The idea behind Parade Technologies and Center Laboratories pairs trading is to make the combined position market-neutral, meaning the overall market's direction will not affect its win or loss (or potential downside or upside). This can be achieved by designing a pairs trade with two highly correlated stocks or equities that operate in a similar space or sector, making it possible to obtain profits through simple and relatively low-risk investment.

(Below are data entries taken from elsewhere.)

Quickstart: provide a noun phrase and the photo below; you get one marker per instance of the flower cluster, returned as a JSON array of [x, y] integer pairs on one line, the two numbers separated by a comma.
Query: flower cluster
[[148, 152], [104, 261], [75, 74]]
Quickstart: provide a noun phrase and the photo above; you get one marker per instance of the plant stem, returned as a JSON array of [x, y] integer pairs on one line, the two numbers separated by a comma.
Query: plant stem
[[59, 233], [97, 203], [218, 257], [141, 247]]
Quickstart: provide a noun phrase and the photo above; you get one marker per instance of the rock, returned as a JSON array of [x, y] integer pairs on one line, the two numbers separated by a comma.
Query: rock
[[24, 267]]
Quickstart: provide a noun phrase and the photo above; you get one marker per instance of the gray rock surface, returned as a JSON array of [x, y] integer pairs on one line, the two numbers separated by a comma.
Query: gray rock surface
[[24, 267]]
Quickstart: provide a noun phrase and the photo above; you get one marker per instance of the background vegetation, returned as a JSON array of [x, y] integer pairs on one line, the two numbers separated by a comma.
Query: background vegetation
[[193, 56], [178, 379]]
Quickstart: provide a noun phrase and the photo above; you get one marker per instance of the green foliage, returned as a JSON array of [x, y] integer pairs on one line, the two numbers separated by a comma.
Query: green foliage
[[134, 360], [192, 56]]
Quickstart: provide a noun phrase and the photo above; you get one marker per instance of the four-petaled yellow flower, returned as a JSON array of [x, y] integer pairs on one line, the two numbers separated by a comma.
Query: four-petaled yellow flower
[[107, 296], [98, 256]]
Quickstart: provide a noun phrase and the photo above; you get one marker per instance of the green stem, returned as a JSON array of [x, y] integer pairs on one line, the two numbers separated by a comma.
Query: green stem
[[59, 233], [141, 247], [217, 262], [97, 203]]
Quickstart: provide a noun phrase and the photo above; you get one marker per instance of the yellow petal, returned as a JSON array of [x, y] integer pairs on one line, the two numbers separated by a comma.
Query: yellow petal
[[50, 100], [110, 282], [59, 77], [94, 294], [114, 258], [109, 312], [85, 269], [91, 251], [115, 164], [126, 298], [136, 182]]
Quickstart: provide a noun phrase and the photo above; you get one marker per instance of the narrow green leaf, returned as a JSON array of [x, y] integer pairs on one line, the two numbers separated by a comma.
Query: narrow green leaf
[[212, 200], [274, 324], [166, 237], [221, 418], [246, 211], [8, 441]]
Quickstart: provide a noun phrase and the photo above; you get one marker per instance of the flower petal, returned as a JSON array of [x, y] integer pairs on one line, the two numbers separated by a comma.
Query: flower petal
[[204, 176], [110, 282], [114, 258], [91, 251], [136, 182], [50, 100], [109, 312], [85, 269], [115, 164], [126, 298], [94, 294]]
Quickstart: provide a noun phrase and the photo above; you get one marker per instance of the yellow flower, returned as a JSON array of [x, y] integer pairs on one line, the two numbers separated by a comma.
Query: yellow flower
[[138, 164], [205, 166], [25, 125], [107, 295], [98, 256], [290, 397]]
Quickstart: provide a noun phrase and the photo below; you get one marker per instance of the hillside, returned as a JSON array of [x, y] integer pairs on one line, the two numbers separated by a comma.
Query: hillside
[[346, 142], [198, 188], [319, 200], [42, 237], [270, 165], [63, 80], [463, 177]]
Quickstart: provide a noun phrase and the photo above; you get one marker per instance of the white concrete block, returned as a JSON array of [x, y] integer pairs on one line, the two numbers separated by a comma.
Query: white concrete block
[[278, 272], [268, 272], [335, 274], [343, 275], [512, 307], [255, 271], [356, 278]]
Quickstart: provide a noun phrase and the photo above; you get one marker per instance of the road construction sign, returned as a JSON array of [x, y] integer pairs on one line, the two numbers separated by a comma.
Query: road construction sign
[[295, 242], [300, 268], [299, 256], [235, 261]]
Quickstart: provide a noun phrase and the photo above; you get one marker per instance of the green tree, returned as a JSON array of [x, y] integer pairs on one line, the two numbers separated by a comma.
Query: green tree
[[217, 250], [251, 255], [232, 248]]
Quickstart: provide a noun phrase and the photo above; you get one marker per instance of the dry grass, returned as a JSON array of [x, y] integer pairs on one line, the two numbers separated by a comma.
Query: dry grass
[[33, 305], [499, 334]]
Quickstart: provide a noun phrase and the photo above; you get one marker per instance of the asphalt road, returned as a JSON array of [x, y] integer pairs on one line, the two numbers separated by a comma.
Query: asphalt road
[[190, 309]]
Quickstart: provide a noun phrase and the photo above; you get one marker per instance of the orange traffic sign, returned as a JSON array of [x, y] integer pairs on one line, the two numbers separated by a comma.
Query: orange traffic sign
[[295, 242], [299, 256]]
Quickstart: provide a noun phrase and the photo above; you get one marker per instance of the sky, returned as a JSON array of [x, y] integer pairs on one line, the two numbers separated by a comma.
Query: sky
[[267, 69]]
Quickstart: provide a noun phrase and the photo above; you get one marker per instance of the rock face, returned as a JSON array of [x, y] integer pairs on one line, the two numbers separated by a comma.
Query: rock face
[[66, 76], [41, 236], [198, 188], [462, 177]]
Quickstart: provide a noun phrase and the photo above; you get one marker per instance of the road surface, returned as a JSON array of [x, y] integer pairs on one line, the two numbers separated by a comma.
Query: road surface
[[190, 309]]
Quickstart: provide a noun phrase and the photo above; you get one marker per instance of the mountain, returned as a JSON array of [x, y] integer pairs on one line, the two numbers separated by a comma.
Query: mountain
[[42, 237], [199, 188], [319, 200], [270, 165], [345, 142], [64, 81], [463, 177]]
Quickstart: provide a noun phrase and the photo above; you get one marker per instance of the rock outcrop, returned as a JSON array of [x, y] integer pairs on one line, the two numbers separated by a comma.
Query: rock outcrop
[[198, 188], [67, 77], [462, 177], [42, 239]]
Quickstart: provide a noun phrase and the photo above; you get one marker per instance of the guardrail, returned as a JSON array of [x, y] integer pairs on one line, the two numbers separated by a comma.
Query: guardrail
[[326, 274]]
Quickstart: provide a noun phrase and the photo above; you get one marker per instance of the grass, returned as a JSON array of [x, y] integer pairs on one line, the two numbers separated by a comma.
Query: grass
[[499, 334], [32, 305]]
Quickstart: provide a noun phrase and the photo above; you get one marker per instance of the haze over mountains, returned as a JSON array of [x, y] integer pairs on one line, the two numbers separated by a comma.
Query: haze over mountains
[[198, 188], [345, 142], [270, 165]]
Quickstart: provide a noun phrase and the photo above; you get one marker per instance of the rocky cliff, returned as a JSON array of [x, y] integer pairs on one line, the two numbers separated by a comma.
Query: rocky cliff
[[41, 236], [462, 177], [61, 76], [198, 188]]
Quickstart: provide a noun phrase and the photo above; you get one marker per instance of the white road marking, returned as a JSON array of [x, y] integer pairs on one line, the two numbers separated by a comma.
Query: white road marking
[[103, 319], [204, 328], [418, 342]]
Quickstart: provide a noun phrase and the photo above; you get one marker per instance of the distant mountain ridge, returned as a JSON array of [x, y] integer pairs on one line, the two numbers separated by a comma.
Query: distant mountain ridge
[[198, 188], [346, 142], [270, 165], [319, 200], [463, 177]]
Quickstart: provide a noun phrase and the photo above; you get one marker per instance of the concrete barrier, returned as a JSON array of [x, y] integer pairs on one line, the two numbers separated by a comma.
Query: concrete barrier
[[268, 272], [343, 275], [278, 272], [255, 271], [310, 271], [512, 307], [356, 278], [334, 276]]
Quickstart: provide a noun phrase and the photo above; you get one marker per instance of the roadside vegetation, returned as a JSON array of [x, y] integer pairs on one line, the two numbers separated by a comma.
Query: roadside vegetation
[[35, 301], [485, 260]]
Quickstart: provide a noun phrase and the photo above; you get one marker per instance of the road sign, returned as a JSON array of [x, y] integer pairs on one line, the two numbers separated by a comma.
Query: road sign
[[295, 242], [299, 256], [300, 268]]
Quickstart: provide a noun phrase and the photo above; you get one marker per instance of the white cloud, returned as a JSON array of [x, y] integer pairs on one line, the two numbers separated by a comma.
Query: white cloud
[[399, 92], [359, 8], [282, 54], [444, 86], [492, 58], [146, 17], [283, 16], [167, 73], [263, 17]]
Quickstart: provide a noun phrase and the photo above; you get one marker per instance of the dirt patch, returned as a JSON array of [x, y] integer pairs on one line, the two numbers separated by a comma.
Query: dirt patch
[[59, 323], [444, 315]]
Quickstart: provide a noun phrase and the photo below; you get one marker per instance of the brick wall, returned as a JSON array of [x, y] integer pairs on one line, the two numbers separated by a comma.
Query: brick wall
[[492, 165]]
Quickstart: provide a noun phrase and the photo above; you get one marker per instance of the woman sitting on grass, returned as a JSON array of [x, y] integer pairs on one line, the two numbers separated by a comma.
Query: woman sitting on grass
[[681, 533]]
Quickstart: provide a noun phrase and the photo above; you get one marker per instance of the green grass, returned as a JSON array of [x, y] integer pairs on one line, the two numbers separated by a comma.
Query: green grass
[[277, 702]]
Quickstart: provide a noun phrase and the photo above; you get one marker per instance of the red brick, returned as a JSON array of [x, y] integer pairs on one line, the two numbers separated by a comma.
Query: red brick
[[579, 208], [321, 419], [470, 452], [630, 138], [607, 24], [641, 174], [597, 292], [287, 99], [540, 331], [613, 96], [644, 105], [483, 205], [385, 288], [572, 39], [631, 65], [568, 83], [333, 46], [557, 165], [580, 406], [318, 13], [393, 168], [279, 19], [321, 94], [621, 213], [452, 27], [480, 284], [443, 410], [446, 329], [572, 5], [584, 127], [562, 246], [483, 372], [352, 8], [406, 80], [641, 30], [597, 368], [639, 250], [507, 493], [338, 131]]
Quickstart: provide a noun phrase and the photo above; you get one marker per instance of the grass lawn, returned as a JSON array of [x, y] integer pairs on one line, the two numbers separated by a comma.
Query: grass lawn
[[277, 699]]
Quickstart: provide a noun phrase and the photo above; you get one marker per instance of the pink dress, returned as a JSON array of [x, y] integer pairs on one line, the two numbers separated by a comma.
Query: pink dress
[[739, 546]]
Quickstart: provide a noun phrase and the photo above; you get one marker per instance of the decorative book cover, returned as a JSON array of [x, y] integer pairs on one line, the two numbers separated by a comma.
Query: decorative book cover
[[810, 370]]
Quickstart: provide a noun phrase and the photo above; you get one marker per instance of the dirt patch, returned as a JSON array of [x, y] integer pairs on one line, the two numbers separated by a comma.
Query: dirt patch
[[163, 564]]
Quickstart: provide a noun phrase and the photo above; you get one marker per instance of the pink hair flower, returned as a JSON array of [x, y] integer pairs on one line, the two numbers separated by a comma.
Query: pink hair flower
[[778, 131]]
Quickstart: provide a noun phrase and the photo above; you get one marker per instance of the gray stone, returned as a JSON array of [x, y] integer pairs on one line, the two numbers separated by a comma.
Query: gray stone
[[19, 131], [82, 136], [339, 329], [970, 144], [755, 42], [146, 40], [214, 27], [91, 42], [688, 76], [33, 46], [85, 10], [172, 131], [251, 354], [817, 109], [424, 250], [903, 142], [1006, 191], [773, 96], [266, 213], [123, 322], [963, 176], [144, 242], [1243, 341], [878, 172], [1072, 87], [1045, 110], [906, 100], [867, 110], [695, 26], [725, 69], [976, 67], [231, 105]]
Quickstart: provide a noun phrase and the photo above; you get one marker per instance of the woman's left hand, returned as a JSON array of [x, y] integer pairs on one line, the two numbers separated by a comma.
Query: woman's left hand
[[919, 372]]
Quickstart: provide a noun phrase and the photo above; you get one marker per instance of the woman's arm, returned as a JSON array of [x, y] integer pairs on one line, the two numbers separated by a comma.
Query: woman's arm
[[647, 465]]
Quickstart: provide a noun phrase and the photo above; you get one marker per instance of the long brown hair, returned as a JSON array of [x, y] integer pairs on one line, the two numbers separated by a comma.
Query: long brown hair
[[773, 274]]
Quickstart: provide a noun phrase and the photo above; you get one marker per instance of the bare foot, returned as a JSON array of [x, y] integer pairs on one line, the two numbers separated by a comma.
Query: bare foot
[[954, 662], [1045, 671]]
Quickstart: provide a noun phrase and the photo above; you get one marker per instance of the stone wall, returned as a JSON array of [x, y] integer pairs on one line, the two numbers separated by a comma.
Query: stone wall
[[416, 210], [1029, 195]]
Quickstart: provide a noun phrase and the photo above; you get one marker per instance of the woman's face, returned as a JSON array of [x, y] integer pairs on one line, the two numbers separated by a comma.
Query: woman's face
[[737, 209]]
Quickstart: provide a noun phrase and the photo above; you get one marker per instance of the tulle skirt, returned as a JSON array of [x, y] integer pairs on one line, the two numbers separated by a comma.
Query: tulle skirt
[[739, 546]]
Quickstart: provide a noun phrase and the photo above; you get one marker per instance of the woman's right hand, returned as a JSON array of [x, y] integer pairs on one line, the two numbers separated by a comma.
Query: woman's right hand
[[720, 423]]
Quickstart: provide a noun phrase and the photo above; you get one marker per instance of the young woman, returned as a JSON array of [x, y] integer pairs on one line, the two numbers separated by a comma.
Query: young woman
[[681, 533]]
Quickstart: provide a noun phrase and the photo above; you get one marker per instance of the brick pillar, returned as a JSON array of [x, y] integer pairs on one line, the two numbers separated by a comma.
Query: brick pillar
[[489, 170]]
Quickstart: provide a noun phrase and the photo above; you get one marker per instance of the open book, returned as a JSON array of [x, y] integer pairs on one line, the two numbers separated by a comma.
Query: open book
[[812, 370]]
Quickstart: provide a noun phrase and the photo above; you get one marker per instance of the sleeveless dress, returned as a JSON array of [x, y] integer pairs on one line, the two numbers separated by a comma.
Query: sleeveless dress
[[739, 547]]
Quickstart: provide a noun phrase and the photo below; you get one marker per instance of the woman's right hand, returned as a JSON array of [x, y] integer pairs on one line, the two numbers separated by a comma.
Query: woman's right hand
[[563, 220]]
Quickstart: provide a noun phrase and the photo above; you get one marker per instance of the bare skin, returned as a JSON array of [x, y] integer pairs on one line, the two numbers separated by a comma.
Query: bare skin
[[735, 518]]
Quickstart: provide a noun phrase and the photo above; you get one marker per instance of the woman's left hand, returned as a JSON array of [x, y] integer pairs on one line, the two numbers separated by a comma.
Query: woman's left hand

Check out your portfolio center.
Note that this page's information should be used as a complementary analysis to find the right mix of equity instruments to add to your existing portfolios or create a brand new portfolio. You can also try the Price Transformation module to use Price Transformation models to analyze the depth of different equity instruments across global markets.

Other Complementary Tools

Piotroski F Score
Get Piotroski F Score based on the binary analysis strategy of nine different fundamentals
Commodity Channel
Use Commodity Channel Index to analyze current equity momentum
Correlation Analysis
Reduce portfolio risk simply by holding instruments which are not perfectly correlated
Portfolio Suggestion
Get suggestions outside of your existing asset allocation including your own model portfolios
Bond Analysis
Evaluate and analyze corporate bonds as a potential investment for your portfolios.